The data was captured in slow motion, only 4 frames per second, so to convert everything to seconds, I had to divide the time t by 4.

In throwing the ball across the room, we expect the horizontal component of the motion vectors to move in a straight line. Sure enough, that’s what we see when plotting the x (horizontal) motion against time:

Code

library(ggplot2)

ggplot(data=ball, aes(x=t/4,y=x)) + geom_point()
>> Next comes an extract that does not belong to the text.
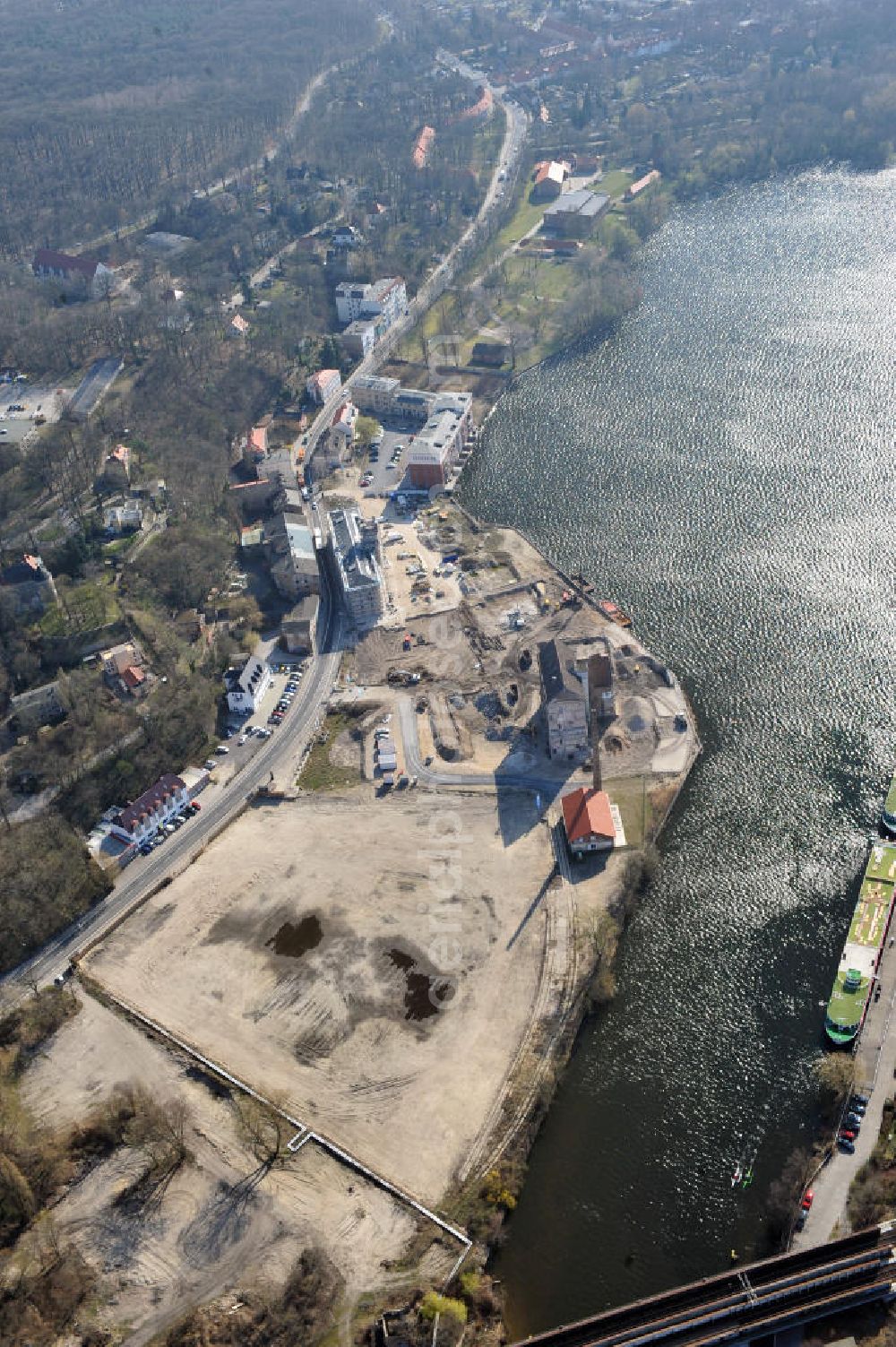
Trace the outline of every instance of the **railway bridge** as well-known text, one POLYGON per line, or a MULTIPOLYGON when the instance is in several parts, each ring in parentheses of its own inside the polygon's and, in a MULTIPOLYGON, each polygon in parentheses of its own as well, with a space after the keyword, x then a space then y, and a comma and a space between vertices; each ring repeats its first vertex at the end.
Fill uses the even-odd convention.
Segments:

Now use the R lm() function to build a linear model of the motion for that ball. Because I’m using a simple non-quadratic equation, a regression (computed with predict()) shows a linear trend line full of errors. Here is a plot showing the errors (“residuals”) marked in green. If you add up all the green lines (positive and negative), you’d find they sum to zero.

Code

plot(ball$t,ball$y,pch=21,col="blue",bg="red")
model1 <- lm(ball$y~ball$t)
abline(model1,col="red")
yhat <- predict(model1,actual=y)
join <- function(i)
 lines(c(ball$t[i],ball$t[i]),c(ball$y[i],yhat[i]),col="green")
ignore = sapply(1:nrow(ball),join)

Let’s try a non-linear, quadratic version using the same data

Code

plot(ball$t,ball$y,pch=21,col="blue",bg="red")
model2 <- lm(ball$y~ball$t+I(ball$t^2))
#windows(7,7)
par(mfrow=c(2,2))
plot(model2)
# 
# abline(model2,col="yellow")
# yhat <- predict(model2,actual=y)
# join <- function(i)
#  lines(c(ball$t[i],ball$t[i]),c(ball$y[i],yhat[i]),col="green")
#sapply(1:nrow(ball),join)

Study the difference between these two models (linear vs quadratic):

Code

model2


anova(model1,model2)

Model 2 (the quadratic equation) is clearly superior, showing an extremely low P value for the probability that this data would map so closely to our model based on chance alone.